COVID-19: Wearable goes from tracking activity to tracking a virus

Like a lot of new and innovative wearable technologies, the Oura Ring got its start through a Kickstarter campaign in 2015. Tiny enough to slip onto a finger, the ring-shaped device by the wearable health tech company Oura Health earned the CES Best of Innovation Award, for its ability to measure sleep as well as capture body measurements like heart rate, HRV, temperature and more. It also snagged a Red Dot award in 2018 for Product Design in jewelry.

Now, the Oura Ring is the centerpiece of a research study at UCLA to track viruses. Called TemPredict, the goal of the study is to identify patterns from the physiological data and build an algorithm to predict the onset, progression, and recovery of future COVID-19 cases.

The Oura Health--sponsored project with UCSF was pioneered by Dr. Ashley Mason, a researcher and director of the UCSF Osher Center Sleep Group. Dr. Mason had been using the Oura Ring in research for depression. When that study was shut down due to the coronavirus, she proposed using the ring to detect early onset of the virus.

Tiny, but mighty

Three Finnish engineers--Kari Kivela, Markku Koskela and Petteri Lahtela--initially formed the health tech company Oura Health in 2013 to develop the novel wearable device and test prototypes.

The Oura Ring is packed with infrared LEDs, NTC temperature sensors, an accelerometer, and a gyroscope integrated into a 25oz ring-shaped device designed to be worn on a finger.

According to its inventors, when the Oura Ring was first created, most wearables at the time were not focused on measuring sleep. “One of the biggest challenges was that we needed to develop a custom hardware solution that addressed sleeping habits in an accurate, informative and actionable way,” a company spokesperson explained in an email to FierceElectronics.

“Oura delivers precise personal insights designed to guide and enhance sleep, health and recovery habit,” he continued.  “It uses a ring form factor designed for optimal accuracy, as the pulse signal on the finger is 100x stronger than on the wrist. It has been validated against the gold standard sleep laboratory test (PSG) and against the ECG for its heart rate variability data.”

The UCSF study launched in March 2020. Initially, more than 2,000 front-line healthcare workers at UCSF campuses were given rings in order to easily track changes in their body temperature, respiratory rate, and heart rate. In Phase 2, the study will be opened up to Oura Ring users. 

The company said that it currently has over 150,000 users who are eligible to participate in the study and that approximately 40,000 users have enrolled at this time.

Unlike other wearables, Oura’s sensor is located on the finger which provides a stronger pulse signal than the wrist, resulting in samples that are up to 100x faster than other wrist-based wearables.

Researchers will be able to use the information gathered from all participants (UCSF workers and Oura users) to identify patterns and build an algorithm that could predict onset, progression, and recovery in future cases of COVID-19. If this approach is successful and the physiological data collected by the Oura Ring is able to predict illness symptoms, it could open the door for research into tracking and managing other illnesses and conditions.

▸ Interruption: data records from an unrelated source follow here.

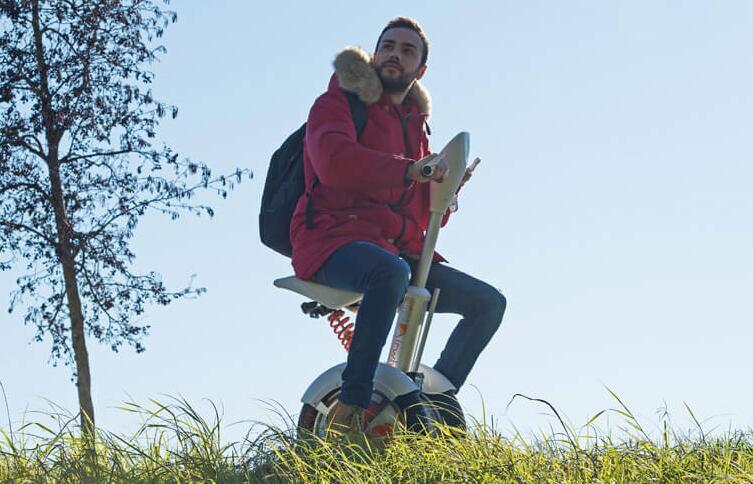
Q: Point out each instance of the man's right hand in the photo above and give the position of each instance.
(415, 171)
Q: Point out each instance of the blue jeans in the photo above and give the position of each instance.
(383, 278)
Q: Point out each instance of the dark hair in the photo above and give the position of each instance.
(407, 23)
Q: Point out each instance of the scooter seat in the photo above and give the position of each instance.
(328, 296)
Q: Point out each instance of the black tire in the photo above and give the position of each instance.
(448, 411)
(415, 410)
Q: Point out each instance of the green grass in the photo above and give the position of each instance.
(176, 444)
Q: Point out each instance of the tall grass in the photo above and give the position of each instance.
(175, 443)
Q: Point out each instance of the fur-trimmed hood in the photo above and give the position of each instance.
(355, 74)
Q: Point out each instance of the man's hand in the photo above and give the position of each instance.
(416, 170)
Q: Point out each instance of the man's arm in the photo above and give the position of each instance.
(337, 157)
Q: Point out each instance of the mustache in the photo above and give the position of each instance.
(392, 63)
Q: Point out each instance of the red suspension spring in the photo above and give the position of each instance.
(342, 327)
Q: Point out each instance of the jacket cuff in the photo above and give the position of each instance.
(407, 181)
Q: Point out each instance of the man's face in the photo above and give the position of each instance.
(398, 59)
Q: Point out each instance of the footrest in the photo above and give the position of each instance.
(328, 296)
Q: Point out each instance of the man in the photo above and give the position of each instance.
(366, 205)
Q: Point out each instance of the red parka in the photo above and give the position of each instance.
(361, 192)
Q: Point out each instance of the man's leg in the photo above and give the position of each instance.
(383, 278)
(481, 307)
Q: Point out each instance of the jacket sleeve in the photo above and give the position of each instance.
(337, 157)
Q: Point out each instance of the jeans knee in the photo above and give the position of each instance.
(394, 275)
(495, 304)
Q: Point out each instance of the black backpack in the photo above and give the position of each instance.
(285, 184)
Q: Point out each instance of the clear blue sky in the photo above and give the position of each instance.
(612, 207)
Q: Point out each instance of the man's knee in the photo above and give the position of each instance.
(394, 273)
(493, 303)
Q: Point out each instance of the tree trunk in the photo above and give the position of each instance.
(64, 247)
(65, 255)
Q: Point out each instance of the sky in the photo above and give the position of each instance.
(612, 208)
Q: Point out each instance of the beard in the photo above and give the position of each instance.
(395, 84)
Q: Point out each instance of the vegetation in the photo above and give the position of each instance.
(177, 444)
(80, 166)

Oura Health also has a partnership with WVU’s Rockefeller Neuroscience Institute (RNI) that dates back over a year. RNI has been using the Oura Ring in research for addiction, chronic pain, and aging. Through testing various wearables on the market, said Oura, the team at RNI found the Oura Ring to be unparalleled in accuracy and form factor. When the coronavirus hit, RNI was able to rapidly deploy the framework it had developed for researching COVID-19.

On April 8, 2020, the RNI and West Virginia University Medicine announced a new study with Oura Health. The study will monitor 1,000 front-line healthcare professionals with the goal of developing an AI-driven predictive model. This study will integrate physiologic measures with psychological, cognitive and behavioral biometrics like stress and anxiety to track the mind-body connection in the context of asymptomatic infection.

Dr. Ali Rezai, executive chair of the WVU Rockefeller Neuroscience Institute, said in a press release “Our AI-driven models are currently predicting symptoms 24 hours prior to onset, and we are working toward a three-plus day forecast. This forecasting capability will help us get ahead of this pandemic; limit the spread to protect healthcare workers, their families, and our communities; and improve our understanding of health recovery.” 

Oura Health anticipates that initial results from these studies will be available in the coming weeks.

As for future developments or product enhancements, Oura Health says that while it does not generally comment on unannounced products, it does have plans to build off the momentum of the UCSF and RNI studies to help the world better detect and recover from illnesses of all kinds.